Why self-proclaimed “nice guys” won’t ever be winners
By Alex Stanton, Staff Writer
There comes a time in every man’s life when he realizes that the rules your parents teach you to live by are very distinct from the rules that the world actually runs by. In fact, most moral lessons your parents imparted to you are not only wrong, they’re outright lies told to you by authority figures to keep you in check. Realizing this fact is an essential part of becoming an adult; how you react to this realization will define who you are.

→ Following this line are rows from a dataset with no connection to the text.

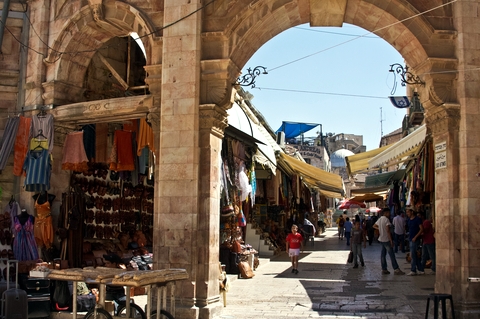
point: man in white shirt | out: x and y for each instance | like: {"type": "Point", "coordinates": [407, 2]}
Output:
{"type": "Point", "coordinates": [399, 232]}
{"type": "Point", "coordinates": [385, 238]}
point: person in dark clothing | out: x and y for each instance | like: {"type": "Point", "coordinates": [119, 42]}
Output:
{"type": "Point", "coordinates": [370, 230]}
{"type": "Point", "coordinates": [115, 293]}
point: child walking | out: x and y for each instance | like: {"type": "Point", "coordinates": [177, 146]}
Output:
{"type": "Point", "coordinates": [358, 237]}
{"type": "Point", "coordinates": [294, 241]}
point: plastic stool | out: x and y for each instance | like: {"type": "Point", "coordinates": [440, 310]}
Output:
{"type": "Point", "coordinates": [436, 299]}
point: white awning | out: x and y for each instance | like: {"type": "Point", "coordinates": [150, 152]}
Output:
{"type": "Point", "coordinates": [400, 150]}
{"type": "Point", "coordinates": [265, 153]}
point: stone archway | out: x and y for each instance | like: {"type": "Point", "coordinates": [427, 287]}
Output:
{"type": "Point", "coordinates": [81, 38]}
{"type": "Point", "coordinates": [234, 30]}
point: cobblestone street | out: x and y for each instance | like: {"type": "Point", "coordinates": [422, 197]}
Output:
{"type": "Point", "coordinates": [327, 287]}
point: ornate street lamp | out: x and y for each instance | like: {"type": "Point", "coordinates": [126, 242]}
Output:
{"type": "Point", "coordinates": [406, 76]}
{"type": "Point", "coordinates": [249, 78]}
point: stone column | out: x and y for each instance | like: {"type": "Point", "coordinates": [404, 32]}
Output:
{"type": "Point", "coordinates": [213, 120]}
{"type": "Point", "coordinates": [177, 177]}
{"type": "Point", "coordinates": [39, 11]}
{"type": "Point", "coordinates": [457, 196]}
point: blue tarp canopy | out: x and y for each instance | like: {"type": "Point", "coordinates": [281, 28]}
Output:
{"type": "Point", "coordinates": [294, 129]}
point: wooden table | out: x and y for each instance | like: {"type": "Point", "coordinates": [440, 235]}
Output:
{"type": "Point", "coordinates": [163, 280]}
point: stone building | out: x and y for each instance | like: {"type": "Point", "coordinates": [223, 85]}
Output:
{"type": "Point", "coordinates": [75, 59]}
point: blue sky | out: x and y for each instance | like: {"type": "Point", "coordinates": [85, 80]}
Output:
{"type": "Point", "coordinates": [339, 64]}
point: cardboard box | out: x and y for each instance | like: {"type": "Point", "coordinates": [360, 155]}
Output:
{"type": "Point", "coordinates": [39, 274]}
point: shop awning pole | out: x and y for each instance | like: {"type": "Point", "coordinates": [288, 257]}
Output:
{"type": "Point", "coordinates": [3, 22]}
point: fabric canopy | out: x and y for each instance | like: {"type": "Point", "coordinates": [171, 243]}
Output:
{"type": "Point", "coordinates": [400, 150]}
{"type": "Point", "coordinates": [384, 179]}
{"type": "Point", "coordinates": [240, 121]}
{"type": "Point", "coordinates": [314, 176]}
{"type": "Point", "coordinates": [369, 197]}
{"type": "Point", "coordinates": [294, 129]}
{"type": "Point", "coordinates": [358, 163]}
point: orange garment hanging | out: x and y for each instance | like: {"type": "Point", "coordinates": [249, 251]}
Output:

Occasionally, a man will grow up, get a glimpse of the truth about the unfairness of life, and pretend that he heard nothing. Many grown men want to believe that the most important thing in life is being a good person so Santa will bring them presents. They generally have a crippling phobia of conflict, which leads to a lack of assertive behaviour (and lost opportunities). Most amusing of all, when it comes to women, they don’t just believe in the Middle Ages chivalry bullshit, they go all the way in, giving their greatest impression of a knight in shining armour. After all, there’s no quality more desirable in a man than how good he is at making those around him complacent and content.
Does that description feel familiar to you? Do you ever feel that you don’t get enough credit for being such a decent all-around person, particularly from women? This common breed of person is what people have taken to calling the “nice guy.” The nice guy finishes last… all the time. Quite frankly, he usually deserves it.
I’ve associated the word “nice” with guys who are being kind to someone who can give them something in return. Sure, many interpersonal relationships are partially built on what one party can do for the other, but the problem with the nice guy is that he believes he’s entitled to everyone’s respect and friendship because he’s “such a good guy.”
These self-proclaimed nice guys generally don’t have any game whatsoever with the opposite sex. Why? Because, as always, they exclusively play up one of the few qualities they have, being a genuinely friendly person.
The biggest problem with this attitude is that in order to succeed in various aspects of your life, be it with relationships, your career, or your social life, you need a hell of a lot more than common decency, something that should be expected from everyone in society anyway, regardless of what you get in return for it. A nice guy firmly believes, being as nice as he is to woman, that he’s entitled to her time because he treats her like a princess.
Nice guys, the most important lesson I can give you on your journey to self-improvement is this: “nice” is boring. That’s not to say you shouldn’t keep being a righteous dude, but you need to be more than that. Doormats get stepped on and overlooked by the people that matter in their career due to a serious lack of assertiveness and confidence; and for those of you moaning about how that girl you were so nice to always goes for jerks and assholes, just keep in mind that there is nothing at all interesting or sexually attractive to a woman about overblown chivalry and kowtowing.
Not all hope is lost, nice guys, for I’m a recovering nice guy myself. I can tell you from experience that you can gain the self-respect and confidence that you need to live your life to the fullest. I would get on that now; as long as your personality contains nice guy tendencies, you’ll get nothing but a well-deserved last place trophy.